Hummm... I'm 6'0", and about 190-200 lbs. Add 20-30 lbs for tack, and tell me just where I'm supposed to find a 2200 lb horse. That's upper end of the draft horse range.


----------



## Yogiwick (Sep 30, 2013)

Yeah we were laughing about it. Apparently everyone in the group of us standing there (all smaller women) was far too big to be riding the medium to large size horses we do XD

I am definitely someone who is particular about weight and being too heavy, but 10% is a little absurd. I mean "ideally" we wouldn't even ride right? They don't seem to be suffering though!


----------



## SarahStorms (Sep 8, 2014)

this is the article I read, they talk about how the 10% isn't really accurate (because basically nobody could ride!!!)

Too Heavy to Ride


----------



## Yogiwick (Sep 30, 2013)

10% is NOT accurate (yes it would be pretty much exclusive!). 20% is the typical standard though I've heard 25%.

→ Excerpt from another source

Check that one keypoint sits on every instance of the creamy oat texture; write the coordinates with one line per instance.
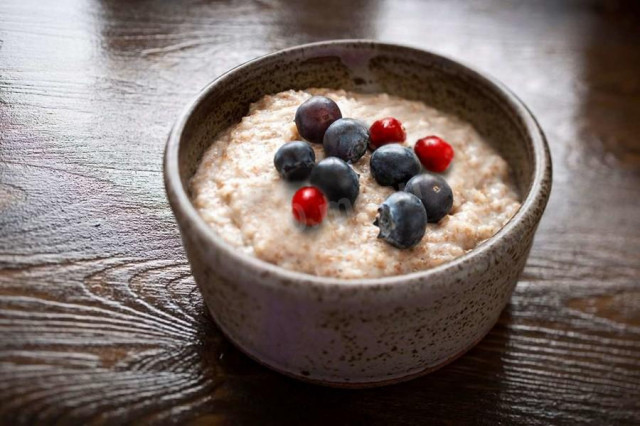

I had never heard 10% before our conversation/laugh last night


----------



## jamesqf (Oct 5, 2009)

Maybe 10% is for professional jockeys?


----------



## RegularJoe (Aug 26, 2014)

Yogiwick said:


> 10% is NOT accurate (yes it would be pretty much exclusive!). 20% is the typical standard though I've heard 25%.


20% was the US cavalry standard. I'd think they know a little about horses. :smile:

Personally, I go by the Hoss Cartwright standard, which is the 300+ lb Dan Blocker riding on the 1,250 lb Arab-QH cross Chub. Dan rode that horse on Bonanza for a dozen seasons, and the horse outlived the rider. Do the math on that and it's about 25% _without western tack_ and assuming Blocker's clothes weigh nothing. I think we can all agree that none of us wants to see a naked Dan Blocker on horseback, so we can safely conclude that most healthy horses can handle our OP. 

In the meantime, our seller can go back to selling horses to parents of little girls who want a real live My Little Pony.


----------